Meta aims to be the main architect of the metaverse and one of the leaders of the future of web3. But his vision of the future of technology and property is at odds with many true Web3 proponents. Here are some of the challenges the company, formerly known as Facebook, will face and how it plans its next steps.
Meta, formerly Facebook, spends billions of dollars positioning itself as a pioneer in the metaverse. But some see the company as the antithesis of everything the Web3 movement stands for. Nowadays, a dichotomy arises between the company’s vision of the future of the metaverse – led by Meta – and the vision in which the creator is central.
The dichotomy between these two views can be reduced to a single question: who controls the metavers?
In theory, the answer is nobody – and everyone. The Metaverse is based on the blockchain, an immutable digital ledger, which is specifically designed to be decentralized; in other words, not to allow centralized top-down control by individuals, corporations, governments, or any other entity.
At the most basic level, the same is true of the Internet. At least that was true when it was first conceived in the latter half of the 20th century, when the Department of Defense’s Advanced Research Projects Agency (DARPA) set out to build a decentralized network of computers across the United States that would remain intact. could remain if the country were attacked by a nuclear weapon. But as the Internet has evolved over the past few decades, it has increasingly fallen into the orbit of capitalist dynamics. Today, in the age of the Web2, a small handful of companies control a disproportionate share of the flow of information. For example, Google may not own the Internet in the literal sense, but that company certainly plays an outrageous role in determining how the average person interacts with it.

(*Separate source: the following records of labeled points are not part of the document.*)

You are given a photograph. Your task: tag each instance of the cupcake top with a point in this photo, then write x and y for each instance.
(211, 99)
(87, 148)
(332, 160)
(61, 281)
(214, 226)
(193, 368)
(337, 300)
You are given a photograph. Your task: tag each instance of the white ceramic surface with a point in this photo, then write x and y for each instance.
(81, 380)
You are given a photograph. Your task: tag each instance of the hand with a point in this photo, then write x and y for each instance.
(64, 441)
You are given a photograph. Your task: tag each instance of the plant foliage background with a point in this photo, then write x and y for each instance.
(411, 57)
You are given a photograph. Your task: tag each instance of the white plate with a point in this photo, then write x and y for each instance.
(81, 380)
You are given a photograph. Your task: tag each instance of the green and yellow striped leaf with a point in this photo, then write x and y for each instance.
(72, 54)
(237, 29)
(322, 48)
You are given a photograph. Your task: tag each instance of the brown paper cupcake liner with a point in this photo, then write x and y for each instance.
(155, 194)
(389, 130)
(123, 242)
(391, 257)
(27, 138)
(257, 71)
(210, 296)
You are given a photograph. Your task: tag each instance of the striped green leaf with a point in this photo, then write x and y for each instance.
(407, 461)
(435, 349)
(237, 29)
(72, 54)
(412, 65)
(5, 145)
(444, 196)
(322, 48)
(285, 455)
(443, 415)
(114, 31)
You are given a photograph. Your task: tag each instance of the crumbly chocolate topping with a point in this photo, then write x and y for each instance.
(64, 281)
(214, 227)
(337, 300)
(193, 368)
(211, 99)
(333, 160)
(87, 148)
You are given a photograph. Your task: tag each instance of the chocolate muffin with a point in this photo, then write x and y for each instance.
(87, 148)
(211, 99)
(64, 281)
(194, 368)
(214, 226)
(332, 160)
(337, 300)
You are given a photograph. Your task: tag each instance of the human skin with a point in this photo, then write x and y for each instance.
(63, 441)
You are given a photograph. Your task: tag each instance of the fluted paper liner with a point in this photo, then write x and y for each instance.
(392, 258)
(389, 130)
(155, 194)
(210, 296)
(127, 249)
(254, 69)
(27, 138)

In fact, this is the paradigm that wants to end web3 – the third evolutionary phase of the Internet. Web3 idealists envision a world where the closed, data-hungry organizations that have long controlled and benefited from centralized control over the flow of information will be replaced by a decentralized community of programmers and creators working together to make information more transparent. , more reliable and accessible . The metaverse is generally seen as an important part of this vision, a virtual space where people can communicate meaningfully over large geographical distances. Imagine a Zoom call in which all participants are actually in an immersive digital space as personalized virtual avatars, communicating not only verbally but also through finely calibrated body language, doing business on blockchain-based smart contracts and exchanging currencies that not be controlled by any bank or centralized authority.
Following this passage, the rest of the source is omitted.